Lester Pearson's preferred choice for a new flag was nicknamed "the Pearson Pennant".

The old Red Ensign no longer reflected Canada's place in the world, and Pearson believed a new flag would help unite French and English Canada with truly Canadian symbols. After lengthy debates over numerous designs, the current maple leaf flag was adopted in 1965 and was somewhat quickly embraced by the public. Veterans of the First Two World Wars felt as though this change was wrong, as they and many of their friends and family members fought and died under the old flag. By the end of Lester B. Pearson's term, most of the controversy had ended, although some people remained upset. Famously, Diefenbaker, a staunch proponent of the Red Ensign, had both the Red Ensign and the Maple Leaf version on his casket following his death in 1979.

Fifteen years before, Quebec had replaced the British provincial flag with the current flag of Quebec, which was quickly embraced by Quebecers.

==The Quiet Revolution==

The Quiet Revolution (or Révolution tranquille) began in Quebec when Jean Lesage became premier in 1960. It was, essentially, a peaceful nationalist movement to transform Quebec into a modern secular state. It was characterized by rapid secularization, the creation of a welfare state, and the transformation of the national identity among Francophone Quebecers (from Canadien français to the term Québécois).

==Expo 67 and Canadian Centennial==

In 1967, the World's Fair was held in Montreal, Quebec, coinciding with the first Canadian Centennial. The fair opened April 28, 1967, with the theme "Man and his World" and became the best attended of all BIE-sanctioned world expositions until that time. Expo 67 raised the international profile of Montreal and Canada and instilled a sense of hopefulness and national pride in many Canadian citizens. Canadian nationalists like Pierre Berton would later refer to 1967 as Canada's "Last Good Year" before the country became divided over economic problems and Quebec sovereignty.

==The October crisis==

Pierre Elliott Trudeau, himself a French Canadian, came to power in 1968. Quebec also produced a more radical nationalist group, the Front de libération du Québec, who since 1963 had been using terrorism in an attempt to make Quebec a sovereign nation.

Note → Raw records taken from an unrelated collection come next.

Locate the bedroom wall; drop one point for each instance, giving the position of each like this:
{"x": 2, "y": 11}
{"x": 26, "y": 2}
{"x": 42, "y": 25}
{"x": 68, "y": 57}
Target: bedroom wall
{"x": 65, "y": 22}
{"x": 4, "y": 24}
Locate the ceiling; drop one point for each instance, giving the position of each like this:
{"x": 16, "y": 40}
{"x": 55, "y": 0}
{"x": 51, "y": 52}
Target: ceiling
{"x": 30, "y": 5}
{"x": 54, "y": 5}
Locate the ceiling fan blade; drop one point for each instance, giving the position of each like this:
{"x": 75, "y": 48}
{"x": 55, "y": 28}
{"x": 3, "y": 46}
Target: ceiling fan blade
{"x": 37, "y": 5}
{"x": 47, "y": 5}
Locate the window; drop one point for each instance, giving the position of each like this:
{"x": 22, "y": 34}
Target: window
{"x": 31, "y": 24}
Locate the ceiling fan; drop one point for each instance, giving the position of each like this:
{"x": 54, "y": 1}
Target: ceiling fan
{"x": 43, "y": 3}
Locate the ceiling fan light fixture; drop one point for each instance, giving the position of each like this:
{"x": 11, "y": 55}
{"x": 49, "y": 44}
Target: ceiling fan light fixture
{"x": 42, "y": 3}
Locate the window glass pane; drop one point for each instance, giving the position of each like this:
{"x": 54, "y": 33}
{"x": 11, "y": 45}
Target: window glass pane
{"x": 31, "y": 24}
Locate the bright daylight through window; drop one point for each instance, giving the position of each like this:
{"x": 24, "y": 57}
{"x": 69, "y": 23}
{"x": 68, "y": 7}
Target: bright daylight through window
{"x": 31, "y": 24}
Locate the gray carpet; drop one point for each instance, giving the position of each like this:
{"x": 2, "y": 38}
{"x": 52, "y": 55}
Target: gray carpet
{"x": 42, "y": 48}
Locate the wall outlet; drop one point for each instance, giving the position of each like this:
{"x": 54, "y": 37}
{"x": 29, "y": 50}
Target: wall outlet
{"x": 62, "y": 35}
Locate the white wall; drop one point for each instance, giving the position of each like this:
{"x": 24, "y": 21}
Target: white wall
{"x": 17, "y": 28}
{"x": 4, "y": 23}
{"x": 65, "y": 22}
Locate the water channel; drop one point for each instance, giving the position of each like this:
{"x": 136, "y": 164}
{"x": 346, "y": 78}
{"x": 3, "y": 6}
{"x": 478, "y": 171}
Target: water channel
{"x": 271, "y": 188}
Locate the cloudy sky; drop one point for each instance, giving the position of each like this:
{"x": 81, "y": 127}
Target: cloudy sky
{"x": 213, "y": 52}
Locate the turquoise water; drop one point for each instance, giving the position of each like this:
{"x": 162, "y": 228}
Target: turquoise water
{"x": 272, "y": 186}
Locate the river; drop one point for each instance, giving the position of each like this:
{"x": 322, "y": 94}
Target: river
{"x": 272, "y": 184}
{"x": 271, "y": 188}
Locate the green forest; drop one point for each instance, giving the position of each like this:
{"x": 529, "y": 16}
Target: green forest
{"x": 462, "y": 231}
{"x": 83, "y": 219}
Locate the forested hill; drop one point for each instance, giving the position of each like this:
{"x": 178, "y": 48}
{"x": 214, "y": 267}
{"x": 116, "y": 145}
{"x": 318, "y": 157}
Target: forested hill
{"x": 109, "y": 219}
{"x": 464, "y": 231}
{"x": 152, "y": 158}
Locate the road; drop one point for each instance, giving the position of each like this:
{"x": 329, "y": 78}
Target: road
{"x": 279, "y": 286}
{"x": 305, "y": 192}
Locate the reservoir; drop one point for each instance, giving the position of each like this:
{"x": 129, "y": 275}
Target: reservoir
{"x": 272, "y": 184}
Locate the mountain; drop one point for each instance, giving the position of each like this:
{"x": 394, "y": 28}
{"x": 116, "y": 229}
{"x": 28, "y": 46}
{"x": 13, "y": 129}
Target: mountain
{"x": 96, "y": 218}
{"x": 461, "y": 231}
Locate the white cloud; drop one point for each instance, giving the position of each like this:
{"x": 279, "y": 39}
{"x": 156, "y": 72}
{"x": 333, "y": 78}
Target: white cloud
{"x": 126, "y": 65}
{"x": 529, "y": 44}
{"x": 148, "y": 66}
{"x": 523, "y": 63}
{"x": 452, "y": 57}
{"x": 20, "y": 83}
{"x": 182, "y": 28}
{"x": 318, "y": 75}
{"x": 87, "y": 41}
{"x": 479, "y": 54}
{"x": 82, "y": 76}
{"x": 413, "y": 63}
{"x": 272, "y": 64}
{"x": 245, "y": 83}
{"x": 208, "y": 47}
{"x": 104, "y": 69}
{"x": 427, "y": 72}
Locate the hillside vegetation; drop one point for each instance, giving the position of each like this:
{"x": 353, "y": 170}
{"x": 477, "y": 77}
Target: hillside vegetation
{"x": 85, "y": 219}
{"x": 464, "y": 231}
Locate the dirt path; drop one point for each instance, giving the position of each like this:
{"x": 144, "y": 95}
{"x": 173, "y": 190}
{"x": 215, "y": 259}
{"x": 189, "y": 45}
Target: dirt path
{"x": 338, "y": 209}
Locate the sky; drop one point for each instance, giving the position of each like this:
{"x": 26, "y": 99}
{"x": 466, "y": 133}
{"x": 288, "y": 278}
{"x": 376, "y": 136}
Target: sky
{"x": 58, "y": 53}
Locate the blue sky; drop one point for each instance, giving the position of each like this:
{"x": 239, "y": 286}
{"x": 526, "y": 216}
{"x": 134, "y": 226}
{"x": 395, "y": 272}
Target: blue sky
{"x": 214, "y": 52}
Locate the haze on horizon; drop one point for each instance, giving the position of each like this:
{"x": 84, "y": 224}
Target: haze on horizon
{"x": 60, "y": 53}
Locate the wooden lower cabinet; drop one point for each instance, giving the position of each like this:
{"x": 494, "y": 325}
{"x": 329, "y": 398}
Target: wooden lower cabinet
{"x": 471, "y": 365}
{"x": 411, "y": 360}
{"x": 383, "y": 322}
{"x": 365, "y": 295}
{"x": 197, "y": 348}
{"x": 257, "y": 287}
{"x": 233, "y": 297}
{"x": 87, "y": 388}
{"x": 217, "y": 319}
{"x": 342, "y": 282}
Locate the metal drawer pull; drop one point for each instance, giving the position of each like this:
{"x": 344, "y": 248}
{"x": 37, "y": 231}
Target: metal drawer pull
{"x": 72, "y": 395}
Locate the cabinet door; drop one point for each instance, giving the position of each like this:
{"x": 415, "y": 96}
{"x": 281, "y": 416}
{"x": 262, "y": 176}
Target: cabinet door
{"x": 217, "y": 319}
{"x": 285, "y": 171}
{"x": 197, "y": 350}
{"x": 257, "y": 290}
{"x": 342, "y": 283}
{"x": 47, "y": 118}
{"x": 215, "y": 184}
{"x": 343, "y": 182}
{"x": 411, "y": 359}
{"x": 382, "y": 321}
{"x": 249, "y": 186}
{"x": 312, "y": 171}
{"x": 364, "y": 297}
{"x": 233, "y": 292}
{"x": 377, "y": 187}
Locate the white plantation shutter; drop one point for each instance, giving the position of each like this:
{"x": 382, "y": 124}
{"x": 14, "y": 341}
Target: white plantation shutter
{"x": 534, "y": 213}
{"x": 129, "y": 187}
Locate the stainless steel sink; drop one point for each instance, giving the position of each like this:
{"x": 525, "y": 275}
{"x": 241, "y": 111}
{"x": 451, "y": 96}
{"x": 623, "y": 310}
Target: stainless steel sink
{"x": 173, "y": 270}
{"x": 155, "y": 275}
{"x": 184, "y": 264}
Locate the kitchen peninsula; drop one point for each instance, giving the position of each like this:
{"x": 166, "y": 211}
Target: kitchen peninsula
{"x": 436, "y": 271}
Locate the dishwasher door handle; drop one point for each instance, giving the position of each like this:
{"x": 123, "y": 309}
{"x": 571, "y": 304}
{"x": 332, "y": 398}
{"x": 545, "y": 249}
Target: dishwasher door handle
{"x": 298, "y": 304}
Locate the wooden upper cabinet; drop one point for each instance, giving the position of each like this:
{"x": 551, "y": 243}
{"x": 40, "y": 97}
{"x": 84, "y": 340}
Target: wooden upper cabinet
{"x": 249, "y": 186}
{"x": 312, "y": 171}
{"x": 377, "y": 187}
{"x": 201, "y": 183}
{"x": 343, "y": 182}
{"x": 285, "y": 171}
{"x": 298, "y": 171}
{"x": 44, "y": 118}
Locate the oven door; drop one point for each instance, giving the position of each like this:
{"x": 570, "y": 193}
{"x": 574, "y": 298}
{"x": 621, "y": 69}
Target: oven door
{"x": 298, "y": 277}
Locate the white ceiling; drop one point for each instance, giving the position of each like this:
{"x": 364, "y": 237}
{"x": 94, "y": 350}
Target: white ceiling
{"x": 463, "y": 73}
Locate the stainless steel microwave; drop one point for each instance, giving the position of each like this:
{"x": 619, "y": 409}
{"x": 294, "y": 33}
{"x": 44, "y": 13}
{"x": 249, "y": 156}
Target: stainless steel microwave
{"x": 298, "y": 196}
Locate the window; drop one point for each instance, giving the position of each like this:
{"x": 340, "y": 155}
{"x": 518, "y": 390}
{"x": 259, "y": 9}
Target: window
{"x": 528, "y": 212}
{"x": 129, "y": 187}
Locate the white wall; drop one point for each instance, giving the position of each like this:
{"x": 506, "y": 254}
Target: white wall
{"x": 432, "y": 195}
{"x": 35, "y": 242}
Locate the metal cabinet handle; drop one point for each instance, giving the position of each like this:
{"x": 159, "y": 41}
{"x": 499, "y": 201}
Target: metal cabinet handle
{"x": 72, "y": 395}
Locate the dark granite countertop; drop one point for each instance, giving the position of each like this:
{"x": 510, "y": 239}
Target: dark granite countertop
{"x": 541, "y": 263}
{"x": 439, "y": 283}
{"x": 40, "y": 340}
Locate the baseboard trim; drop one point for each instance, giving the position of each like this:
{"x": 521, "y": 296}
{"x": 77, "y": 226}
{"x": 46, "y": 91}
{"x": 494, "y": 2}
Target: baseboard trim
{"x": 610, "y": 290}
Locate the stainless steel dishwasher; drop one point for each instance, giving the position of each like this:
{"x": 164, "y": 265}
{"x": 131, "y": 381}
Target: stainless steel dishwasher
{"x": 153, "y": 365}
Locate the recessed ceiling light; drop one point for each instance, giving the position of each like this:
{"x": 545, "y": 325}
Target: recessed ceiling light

In October 1970, in response to the arrest of some of its members earlier in the year, the FLQ kidnapped James Cross and Pierre Laporte, later killing Laporte. Trudeau invoked the War Measures Act, declaring martial law in Quebec, and by the end of the year the kidnappers had all been arrested.

== Trudeau and the 1970s ==
Trudeau was a somewhat unconventional Prime Minister; he was more of a celebrity than previous leaders, and in the 1960s had been the centre of "Trudeaumania". He also did not blindly support the United States without consideration, especially over the Vietnam War and relations with the People's Republic of China and Cuba. Richard Nixon particularly disliked him.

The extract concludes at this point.